In my four years at the helm of this magazine, I have been continuously awed by the breadth and importance of the influence of the the chemical sciences and engineering, and this issue is a perfect illustration of that. We open the feature stories in this edition with a tale of how scientists track the path of contaminants in melting ice and snow: an engrossing example of how chemistry intersects with the environment. In our Q and A, we talked to Bradley Pierek, a young chemical engineer with an entrepreneurial drive and a desire to make the world better by helping to provide clean drinking water to the developing world. We end with a story by Anita Lahey of how a Quebec company’s painstakingly-perfected process for extracting alumina from clay stands to transform an industry and boost the economy of the impoverished Gaspé region.

As well as showcasing the impacts of this important sector of science and engineering, this issue reminds me of how fortunate I’ve been to work with such extraordinarily talented professionals in publishing: From gifted freelance storytellers like Lahey and so many others, to our own in-house writer, Tyler Irving, who consistently brings to life story after scientifically-precise-yet-colourfully-written story on the pages of this magazine and on our blog,, to our oft-overlooked and always under-celebrated art director, Krista Leroux, whose combination of technical skill, production sense and artful visual eye is both rare and of exceptionally high calibre. Having such a superb team has made putting to press my 27 issues of this magazine a joy.
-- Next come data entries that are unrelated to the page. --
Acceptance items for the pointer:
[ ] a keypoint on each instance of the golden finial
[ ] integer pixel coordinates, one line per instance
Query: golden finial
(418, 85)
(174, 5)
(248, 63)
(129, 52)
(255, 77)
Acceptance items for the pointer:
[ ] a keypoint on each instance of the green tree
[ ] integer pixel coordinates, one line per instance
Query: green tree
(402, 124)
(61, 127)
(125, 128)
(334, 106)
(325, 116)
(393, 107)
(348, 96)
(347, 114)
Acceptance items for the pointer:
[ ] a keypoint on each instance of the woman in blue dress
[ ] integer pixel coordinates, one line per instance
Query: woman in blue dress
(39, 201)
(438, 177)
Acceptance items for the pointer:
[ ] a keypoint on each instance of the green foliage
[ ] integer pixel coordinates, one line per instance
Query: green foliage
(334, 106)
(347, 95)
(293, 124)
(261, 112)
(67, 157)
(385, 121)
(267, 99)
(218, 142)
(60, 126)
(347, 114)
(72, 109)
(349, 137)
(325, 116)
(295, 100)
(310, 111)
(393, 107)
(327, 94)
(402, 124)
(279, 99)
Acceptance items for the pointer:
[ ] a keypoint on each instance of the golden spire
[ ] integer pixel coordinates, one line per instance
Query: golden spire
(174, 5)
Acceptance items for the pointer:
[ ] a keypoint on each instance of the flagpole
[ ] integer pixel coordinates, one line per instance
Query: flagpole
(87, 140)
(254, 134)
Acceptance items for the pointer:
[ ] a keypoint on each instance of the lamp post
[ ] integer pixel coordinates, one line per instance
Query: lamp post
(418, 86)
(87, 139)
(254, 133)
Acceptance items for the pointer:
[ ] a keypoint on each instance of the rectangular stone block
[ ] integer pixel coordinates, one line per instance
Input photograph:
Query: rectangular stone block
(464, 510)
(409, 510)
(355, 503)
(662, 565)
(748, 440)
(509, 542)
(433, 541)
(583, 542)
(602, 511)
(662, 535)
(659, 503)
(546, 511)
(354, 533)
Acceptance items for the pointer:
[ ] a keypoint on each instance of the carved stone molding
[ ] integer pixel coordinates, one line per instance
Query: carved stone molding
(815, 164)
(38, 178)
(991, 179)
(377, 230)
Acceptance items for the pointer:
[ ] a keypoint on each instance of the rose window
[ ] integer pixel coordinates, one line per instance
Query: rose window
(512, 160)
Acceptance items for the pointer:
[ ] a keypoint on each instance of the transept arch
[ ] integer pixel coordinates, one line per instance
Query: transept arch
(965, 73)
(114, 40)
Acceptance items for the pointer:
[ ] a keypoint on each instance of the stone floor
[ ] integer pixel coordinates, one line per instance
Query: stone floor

With this, my last issue as editor of ACCN, the Canadian Chemical News, I hope to leave you, our membership and readership with this: I implore you to continue to demand the highest quality for publishing the fascinating stories that your field generates. Your work deserves to be recognized, and the Canadian public deserves to know the value of the chemical sciences and engineering to their way of life. Hope you continue to enjoy the read!